Current Children’s Tumor Foundation Young Investigator Awardee Dr. Sutapa Banerjee (Washington University School of Medicine) is first author of a new publication* (links to abstract) in Cancer Research that identifies a new candidate drug target for treatment of NF1 tumors. Senior author Dr. David Gutmann is Dr. Banerjee’s mentor and also heads the optic pathway glioma site of the Children’s Tumor Foundation NF Preclinical Consortium.
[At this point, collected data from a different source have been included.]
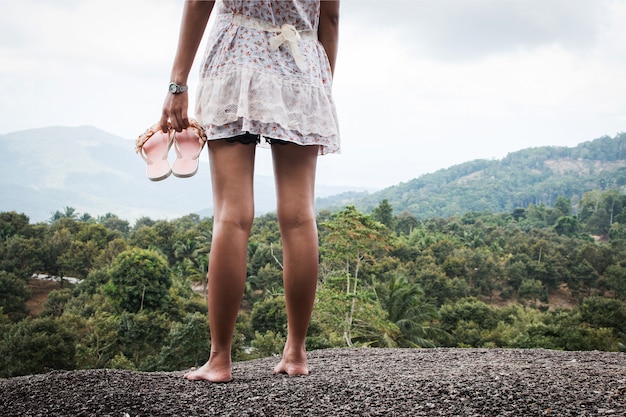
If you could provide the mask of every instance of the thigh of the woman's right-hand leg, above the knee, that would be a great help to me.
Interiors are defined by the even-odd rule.
[[[318,146],[276,144],[272,146],[278,217],[315,217],[315,171]]]

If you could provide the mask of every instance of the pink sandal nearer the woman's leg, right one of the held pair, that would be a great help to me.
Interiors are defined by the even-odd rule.
[[[172,174],[179,178],[189,178],[198,172],[198,158],[206,143],[206,133],[200,124],[189,119],[189,127],[181,132],[173,131],[176,160],[172,165]]]

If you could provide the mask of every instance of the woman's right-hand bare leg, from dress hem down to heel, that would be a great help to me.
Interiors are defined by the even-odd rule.
[[[305,339],[315,301],[318,271],[315,222],[317,146],[272,146],[278,222],[283,241],[283,282],[288,334],[276,373],[307,375]]]

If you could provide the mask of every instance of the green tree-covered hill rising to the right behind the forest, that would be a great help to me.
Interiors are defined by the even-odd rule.
[[[585,192],[605,189],[626,192],[626,133],[571,148],[529,148],[501,160],[474,160],[373,194],[320,199],[318,207],[333,210],[350,204],[367,213],[387,199],[395,213],[445,218],[511,212],[529,204],[552,206],[558,196],[575,205]]]

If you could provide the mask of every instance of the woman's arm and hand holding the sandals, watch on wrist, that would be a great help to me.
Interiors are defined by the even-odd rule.
[[[215,1],[187,0],[183,10],[183,18],[178,36],[178,48],[174,57],[170,81],[179,85],[187,85],[187,77],[193,65],[200,41],[206,28]],[[161,130],[167,132],[168,120],[172,127],[181,131],[189,126],[187,107],[189,93],[167,93],[161,115]]]

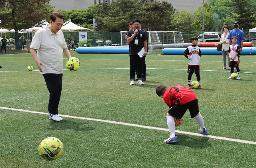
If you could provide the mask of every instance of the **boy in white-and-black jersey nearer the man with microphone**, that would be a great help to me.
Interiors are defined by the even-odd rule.
[[[200,78],[200,57],[202,55],[201,50],[197,45],[198,38],[196,36],[190,38],[190,42],[192,45],[188,46],[184,51],[185,57],[188,61],[188,88],[191,88],[191,78],[195,71],[196,80],[199,83],[198,89],[202,89],[201,87],[201,78]]]

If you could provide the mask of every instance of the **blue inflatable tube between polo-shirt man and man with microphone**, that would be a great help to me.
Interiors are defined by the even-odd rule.
[[[78,47],[77,53],[129,54],[128,47]]]

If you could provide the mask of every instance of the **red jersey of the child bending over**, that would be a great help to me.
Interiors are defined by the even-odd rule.
[[[196,94],[192,90],[180,85],[168,87],[164,92],[163,98],[169,108],[173,104],[184,105],[197,99]]]

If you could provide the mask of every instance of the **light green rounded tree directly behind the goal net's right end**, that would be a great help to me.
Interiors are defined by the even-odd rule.
[[[176,12],[176,14],[170,16],[170,22],[168,24],[168,30],[180,32],[191,32],[193,14],[188,10],[182,10]]]

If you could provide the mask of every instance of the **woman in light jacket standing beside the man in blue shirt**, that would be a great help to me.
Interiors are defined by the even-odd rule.
[[[228,69],[230,69],[230,65],[229,65],[229,56],[228,56],[228,26],[223,26],[222,30],[224,31],[224,33],[221,35],[220,38],[220,43],[222,43],[222,57],[223,57],[223,63],[224,63],[224,67],[222,69],[226,69],[226,56],[228,57]]]

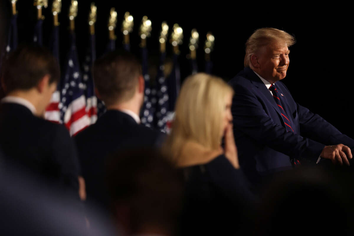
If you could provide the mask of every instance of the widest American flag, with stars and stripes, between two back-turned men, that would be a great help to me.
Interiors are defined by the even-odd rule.
[[[69,45],[68,59],[65,65],[66,70],[62,79],[59,108],[61,109],[64,125],[68,128],[70,135],[75,135],[89,126],[91,120],[86,113],[85,85],[81,80],[74,32],[69,35]]]

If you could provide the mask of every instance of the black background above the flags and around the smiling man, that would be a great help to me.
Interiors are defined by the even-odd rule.
[[[61,61],[66,58],[68,49],[68,0],[63,0],[62,12],[59,14]],[[76,17],[76,36],[79,57],[85,55],[88,43],[89,27],[87,24],[91,1],[79,0]],[[352,88],[353,77],[351,58],[352,16],[349,8],[343,6],[301,5],[297,2],[283,4],[269,2],[269,5],[257,3],[239,4],[238,2],[213,1],[200,3],[192,1],[95,1],[97,6],[96,47],[99,57],[108,42],[107,22],[110,7],[118,13],[116,48],[121,48],[121,21],[124,13],[129,11],[134,17],[134,31],[130,35],[131,51],[139,56],[138,27],[144,15],[152,21],[152,37],[147,45],[149,55],[159,54],[158,37],[161,22],[167,21],[172,28],[178,23],[183,28],[184,43],[181,50],[182,79],[190,73],[186,54],[192,28],[200,35],[200,47],[197,51],[199,71],[204,70],[204,41],[207,31],[215,35],[215,50],[212,52],[213,74],[231,79],[243,68],[244,44],[257,28],[275,27],[293,34],[297,40],[290,48],[290,67],[283,80],[294,99],[320,114],[341,132],[354,138],[352,128]],[[8,11],[10,1],[7,1]],[[254,10],[256,8],[256,10]],[[32,41],[33,27],[36,22],[36,8],[32,0],[17,2],[19,41]],[[46,17],[44,27],[44,44],[48,45],[52,30],[51,1],[43,10]],[[169,31],[170,32],[170,31]],[[167,53],[172,55],[169,44]],[[151,65],[157,67],[157,64]]]

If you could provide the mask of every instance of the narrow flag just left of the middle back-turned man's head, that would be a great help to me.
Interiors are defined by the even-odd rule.
[[[96,60],[95,34],[90,34],[89,47],[83,64],[84,73],[82,76],[86,96],[86,113],[90,117],[91,124],[97,120],[97,98],[92,77],[92,65]]]

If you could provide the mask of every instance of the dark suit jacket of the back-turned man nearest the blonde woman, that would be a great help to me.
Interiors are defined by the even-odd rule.
[[[95,124],[79,132],[74,140],[86,181],[87,201],[102,207],[108,203],[104,186],[107,155],[119,149],[158,147],[164,137],[164,133],[139,125],[130,115],[118,110],[108,110]]]

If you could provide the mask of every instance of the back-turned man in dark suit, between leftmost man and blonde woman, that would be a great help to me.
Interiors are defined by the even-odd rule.
[[[96,95],[107,112],[75,136],[87,200],[107,203],[104,188],[105,157],[116,149],[153,147],[161,142],[160,132],[140,124],[144,99],[141,65],[128,52],[110,52],[93,65]],[[138,163],[137,163],[138,165]]]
The NF1 gene encodes neurofibromin, a tumor suppressor protein that suppresses the Ras cell signaling pathway. When the NF1 gene is mutated and functional neurofibromin protein is not made, these cell signals are hyperactivated. A number of these signals are being evaluated as candidate drug targets for NF1 treatments. Dr. Banerjee’s study sought to identify additional new candidate drug targets. By screening a chemical drug library on NF1-deficient malignant peripheral nerve sheath tumor cells, the group found a natural product called cucurbitacin-I that inhibited growth. Research revealed this drug is targeting a cell signal called STAT3 which is hyperactive in NF1-deficient cells. The effects of the drug are independent of cell signals TORC1- and Rac1. This is important because sometimes blocking a drug target either blocks or stimulates another target which interferes with the effectiveness of drug. This study however suggests STAT3 may be directly targeted with drugs to halt tumor growth without potential feedback to or interference from other cell signals.
* Banerjee et al. (2010) The Neurofibromatosis Type 1 Tumor Suppressor Controls Cell Growth by Regulating Signal Transducer and Activator of Transcription-3 Activity In vitro and In vivo. Cancer Res; 70(4); 1356-66.